I'm dual booting two Windows 10 TPs without any problems.
If I don't want to abide by the license agreement, I don't install the software. It's as simple as that. And, I'm with you; I need to worry about the hackers instead of Microsoft.
I wanted to set up a 2nd Win8.1 as a test bed - I only have one license. After failing a number of times I followed a trail of links through the muck and mire of MS licensing where I found a one clause statement saying you can do this but you have to share the cores. The number 3 is part of that memory - 3 multi-boots? I don't recall.
I tried to find the clause to use in a citation, but I failed to find it again ....
I'll image my Win8.1 system before upgrading to Win10, go though the upgrade process, then create Win10 install media using the ISO. Reconfigure the disk and clean install all of the OSes I use or test as a multi-boot system.
The question really relates to the previous OS license - is it still valid? I think it would have to be, otherwise a lot of happy MS customers won't be so happy any more - even taking into account that it is a FREE upgrade to Win10
If I have to sacrifice the previous OS license to get the free upgrade, I'll pass and purchase retail Win10. That solves the key issue for me.

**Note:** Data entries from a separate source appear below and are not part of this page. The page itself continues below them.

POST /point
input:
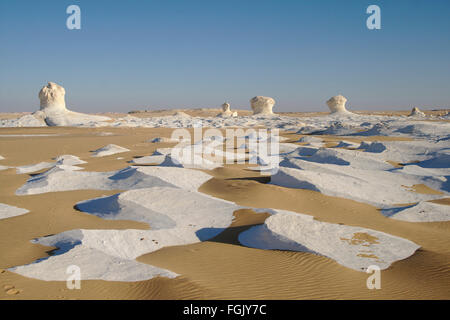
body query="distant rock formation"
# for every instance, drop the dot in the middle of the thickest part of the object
(337, 104)
(52, 97)
(262, 105)
(226, 111)
(415, 112)
(54, 112)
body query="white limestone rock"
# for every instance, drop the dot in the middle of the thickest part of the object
(353, 247)
(54, 112)
(415, 112)
(262, 105)
(108, 150)
(226, 111)
(337, 104)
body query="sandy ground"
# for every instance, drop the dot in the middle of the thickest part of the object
(220, 268)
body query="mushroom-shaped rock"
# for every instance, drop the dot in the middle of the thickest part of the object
(262, 105)
(54, 112)
(415, 112)
(52, 96)
(226, 107)
(226, 111)
(337, 104)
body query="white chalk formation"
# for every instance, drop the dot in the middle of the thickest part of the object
(353, 247)
(337, 104)
(226, 111)
(65, 178)
(108, 150)
(262, 105)
(53, 111)
(7, 211)
(175, 216)
(415, 112)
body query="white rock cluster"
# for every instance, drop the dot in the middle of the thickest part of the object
(53, 111)
(415, 112)
(337, 104)
(226, 111)
(262, 105)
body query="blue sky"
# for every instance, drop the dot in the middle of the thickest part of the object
(186, 54)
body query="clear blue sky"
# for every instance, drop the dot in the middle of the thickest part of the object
(185, 54)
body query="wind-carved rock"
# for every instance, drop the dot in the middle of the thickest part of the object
(415, 112)
(226, 111)
(53, 109)
(262, 105)
(52, 96)
(337, 104)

The insider EULA is different from the Windows EULA which is different from the Office EULA ... MS is trying to simplify all EULAs and write them in plain language, but the lawyers ....
Mr E bought up a good point about capturing typing (I think it was in reference to Office) - it is done to improve spell checking.
Mark Phelps nailed it when he said We have given MS permission... - that's the legal end of it.
Words such as may and might have two different meanings
may - allow You may leave the table
might - possibly I might go to the game tomorrow
When the clause says "Microsoft may collect ..." and you accept the agreement, you are allowing MS to collect ... it doesn't necessarily mean they do collect or might collect. You are only authorizing MS to collect if there is a need. In the TP case, we know they are collecting data - and that's a good thing. In the case of a production release - WER is a good example.
All of the wording is more of a legal CYA than a threat to our privacy. That doesn't mean we should be complacent about privacy though.